We put the QA code onto the title card. Pleasant surprise LaTeX makes that easy:
\usepackage{qrcode}
% ...
\qrcode{https://gawm.link}
February 11th
Our battle with colour profiles begins in earnest. We start using the one provided by the print company, and add a verification step to check the print ready pdf is actually to-spec. The verification does not pass. The title card has a TAC (Ink Coverage) problem:
% make verify Verifying CMYK TAC ≤ 240%... FAIL page : 365.0% (C 100.0 M 100.0 Y 100.0 K 65.0)
February 16th
We add the innocent and guilt tokens (to be cut out) to the deck, initially 6 per card, but we switch to 4 per card later. I do some 2-sided test prints at home to check alignment. I am not confident about the flip direction for front and back for final print, so we settle on a token layout that should work flipped horizontally and vertically:

February 17th
We add the text, and decorative frames to the tokens and switch to white text for innocence, to improve contrast.

February 18th
Support for passing line breaks through the pipeline for in detail descriptions is fixed, as it is needed on 2 cards.
February 19th
I am still struggling to fix the TAC issue.
Having reviewed the print specs, I decide I need to convert all the PNGs to TIF. I was probably wrong. But I now have a real mess of intermediate files after running the pipeline, so I set up a .gitignore.
In the end the TAC issue is fixed by:
- converting the sepia photo to greyscale
- changing the MURDER drop shadow from RichBlack to default black (K only).
- turning off transparency on the drop shadow
With all 3 of these changes in place, the verify step passes.
February 21st
We update the layout code to support both EU and US poker card sizes. In the end we use US only:

February 22nd – 24th
We start trying different ways to improve the card backs. The card backs we are using so far are the same SVGs we created for the print-at-home and digital editions. They were scanned from out of copyright vintage cards we purchased, scanned, and vectorized, then edited to add detail category labels using Inkscape.
So far they have been embedded as PNGs, but Inkscape supports SVG to PDF vectors, so we do that, and explore alternative ways for framing the detail type text on the card backs:



February 26th
We settle on a design and bake the text onto the card back (svgs) using Inkscape.

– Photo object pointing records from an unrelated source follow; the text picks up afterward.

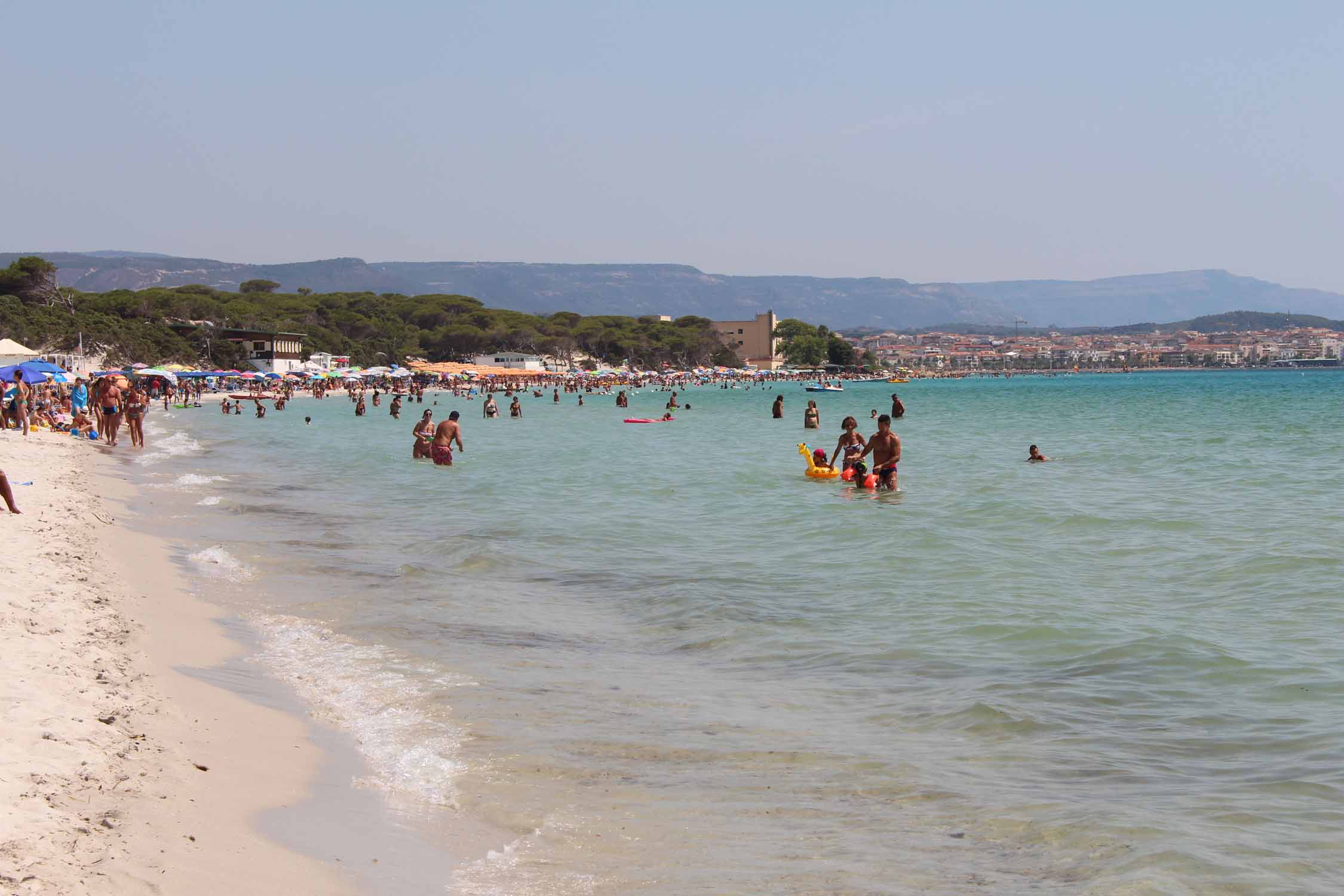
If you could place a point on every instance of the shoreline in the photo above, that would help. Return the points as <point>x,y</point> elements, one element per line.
<point>122,771</point>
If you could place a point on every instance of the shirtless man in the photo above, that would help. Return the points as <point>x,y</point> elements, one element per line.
<point>447,433</point>
<point>109,402</point>
<point>886,452</point>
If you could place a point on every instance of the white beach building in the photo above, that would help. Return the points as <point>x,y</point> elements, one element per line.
<point>13,352</point>
<point>513,360</point>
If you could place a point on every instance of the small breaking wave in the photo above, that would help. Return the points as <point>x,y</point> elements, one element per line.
<point>379,698</point>
<point>175,445</point>
<point>219,563</point>
<point>189,481</point>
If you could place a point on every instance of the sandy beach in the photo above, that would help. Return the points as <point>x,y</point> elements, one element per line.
<point>120,773</point>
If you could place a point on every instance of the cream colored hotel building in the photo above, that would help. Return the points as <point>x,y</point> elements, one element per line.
<point>753,340</point>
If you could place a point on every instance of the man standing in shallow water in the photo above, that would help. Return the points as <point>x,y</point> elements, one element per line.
<point>447,433</point>
<point>886,452</point>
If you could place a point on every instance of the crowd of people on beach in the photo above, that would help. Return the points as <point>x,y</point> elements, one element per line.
<point>100,407</point>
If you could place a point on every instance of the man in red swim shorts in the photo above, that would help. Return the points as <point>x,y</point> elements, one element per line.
<point>886,452</point>
<point>448,432</point>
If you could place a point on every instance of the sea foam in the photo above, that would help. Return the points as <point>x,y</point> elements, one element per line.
<point>218,563</point>
<point>375,695</point>
<point>175,445</point>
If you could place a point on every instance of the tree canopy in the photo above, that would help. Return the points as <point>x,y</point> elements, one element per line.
<point>808,346</point>
<point>133,327</point>
<point>259,287</point>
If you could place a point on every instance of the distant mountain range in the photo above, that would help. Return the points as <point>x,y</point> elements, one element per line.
<point>680,289</point>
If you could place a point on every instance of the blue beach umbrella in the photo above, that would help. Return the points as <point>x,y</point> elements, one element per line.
<point>38,369</point>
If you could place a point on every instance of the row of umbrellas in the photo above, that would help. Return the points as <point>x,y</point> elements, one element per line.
<point>35,373</point>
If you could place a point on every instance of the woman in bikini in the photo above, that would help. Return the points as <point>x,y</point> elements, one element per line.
<point>424,433</point>
<point>136,405</point>
<point>850,445</point>
<point>812,417</point>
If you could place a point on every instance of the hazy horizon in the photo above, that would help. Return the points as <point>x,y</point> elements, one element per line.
<point>952,144</point>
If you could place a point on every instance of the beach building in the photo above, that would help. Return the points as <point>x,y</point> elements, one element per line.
<point>511,360</point>
<point>753,340</point>
<point>268,351</point>
<point>13,352</point>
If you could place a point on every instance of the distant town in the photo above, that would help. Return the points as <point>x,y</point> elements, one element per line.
<point>1289,347</point>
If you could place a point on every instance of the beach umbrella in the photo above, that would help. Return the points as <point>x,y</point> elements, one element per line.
<point>157,371</point>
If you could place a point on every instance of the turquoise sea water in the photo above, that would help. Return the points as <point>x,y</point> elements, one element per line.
<point>667,662</point>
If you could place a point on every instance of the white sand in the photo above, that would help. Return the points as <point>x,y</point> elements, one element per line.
<point>100,786</point>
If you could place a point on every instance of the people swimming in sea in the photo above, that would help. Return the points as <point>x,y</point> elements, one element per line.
<point>885,446</point>
<point>424,434</point>
<point>136,406</point>
<point>448,432</point>
<point>850,444</point>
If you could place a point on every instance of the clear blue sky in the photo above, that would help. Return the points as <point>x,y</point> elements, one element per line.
<point>938,142</point>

We are also reviewing new bonus card texts and making small text corrections.
February 27th
We colour both sides of the tokens, not just the backs, and increased the padding between text and frame edges:


February 28th
Almost done, we explore variable spacing between the lines the title box:


March 1st
Rolled back the variable spacing in the title box, but kept the better fixed positioning discovered during the process:


March 5th
Blank details cards are added as spares or write ins completing the work.
This is the version sent to the printers!
April 4th & 5th
With the test print finally back, and unboxed:
We update the website and reorganised the files somewhat ready to merge.